Architecture is the Paradigm: Evolving MRAG from Text-Centric to Intelligent Control — AI Innovations and Insights 45
Welcome back! We're now diving into Chapter 45 of this ongoing series.
Multimodal Retrieval-Augmented Generation (MRAG) takes RAG (AI Exploration Journey: RAG) to the next level by bringing in more than just text—it adds images, videos, and other types of data into the retrieval and generation processes.
MRAG has been gaining traction as a key direction in the evolution of RAG. I’ve touched on it several times in past posts (AI Exploration Journey: Multimodal RAG).
This time, we’re looking at a new survey that offers a fresh perspective. It introduces some interesting ideas about the architecture behind multimodal RAG. Let’s take a closer look.
MRAG1.0: Pseudo-MRAG
As shown in Figure 1, MRAG1.0—often called "pseudo-MRAG"—looks a lot like traditional RAG. It follows the familiar three-step setup: Document Parsing and Indexing, Retrieval, and Generation.
The core process hasn’t changed much, but there’s one key difference: how documents are parsed. Instead of treating everything the same, MRAG1.0 uses specialized models to turn different types of data into modality-specific captions. These captions are then stored with the text, ready to be used in the later stages.

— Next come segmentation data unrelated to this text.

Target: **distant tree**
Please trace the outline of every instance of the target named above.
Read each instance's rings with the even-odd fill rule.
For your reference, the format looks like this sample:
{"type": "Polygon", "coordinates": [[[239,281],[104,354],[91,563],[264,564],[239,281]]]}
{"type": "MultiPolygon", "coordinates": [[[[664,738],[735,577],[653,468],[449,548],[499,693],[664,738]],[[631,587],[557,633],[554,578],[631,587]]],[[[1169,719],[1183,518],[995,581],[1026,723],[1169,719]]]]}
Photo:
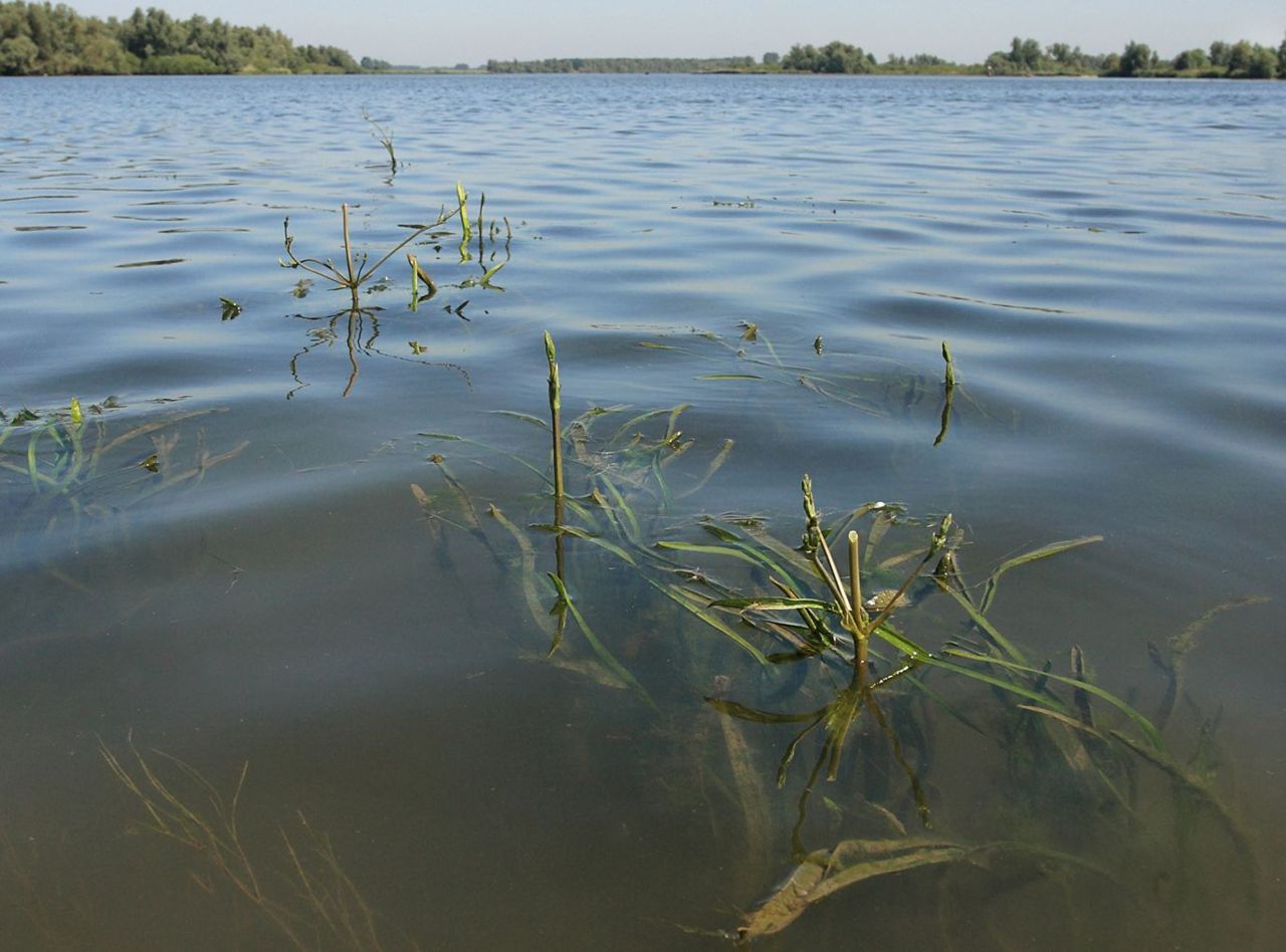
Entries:
{"type": "Polygon", "coordinates": [[[1250,68],[1250,59],[1255,55],[1255,48],[1250,40],[1237,40],[1228,50],[1228,72],[1245,73],[1250,68]]]}
{"type": "Polygon", "coordinates": [[[1152,66],[1152,48],[1146,42],[1134,42],[1130,40],[1125,44],[1125,51],[1121,53],[1120,62],[1116,67],[1118,76],[1138,76],[1145,69],[1152,66]]]}
{"type": "Polygon", "coordinates": [[[1255,46],[1246,64],[1246,76],[1251,80],[1271,80],[1277,75],[1277,54],[1267,46],[1255,46]]]}
{"type": "Polygon", "coordinates": [[[163,57],[148,57],[143,60],[140,72],[157,76],[202,76],[221,73],[222,69],[194,53],[167,53],[163,57]]]}
{"type": "Polygon", "coordinates": [[[0,76],[31,76],[40,48],[30,36],[6,36],[0,40],[0,76]]]}
{"type": "Polygon", "coordinates": [[[822,49],[811,44],[791,46],[782,59],[782,69],[796,69],[808,73],[869,73],[874,68],[873,58],[860,46],[832,40],[822,49]]]}
{"type": "Polygon", "coordinates": [[[1020,69],[1039,69],[1040,68],[1040,44],[1028,37],[1026,40],[1020,40],[1013,37],[1010,42],[1010,62],[1020,69]]]}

Despite early promise, MRAG 1.0 faced several major limitations:
Cumbersome Document Parsing: Turning images and other modalities into text captions added system complexity and often lost important details—especially the fine-grained ones needed for accurate results.
Bottleneck of Retrieval: The system struggled with high recall accuracy. Chunking often broke up key phrases, and converting multimodal inputs to plain text led to further information loss, limiting what could be retrieved.
Challenges in Generation: Combining text, captions, and other inputs into coherent prompts was tricky. The system was highly sensitive to input quality, so any loss in earlier stages could easily lead to weak or irrelevant outputs.
In short, MRAG 1.0 ran into a performance ceiling. Its dependence on text-based representations and traditional retrieval methods exposed critical weaknesses in how it handled and generated from multimodal data. Future versions need smarter models, better information preservation, and tighter integration across the pipeline.
MRAG2.0: A Shift to True Multimodality
Unlike the earlier version, which mainly relied on text, MRAG 2.0 fully embraces multimodal inputs and retains original data like images and audio in its knowledge base. Thanks to powerful MLLMs (Multimodal Large Language Models), it can now generate responses directly from multimodal data, greatly reducing information loss.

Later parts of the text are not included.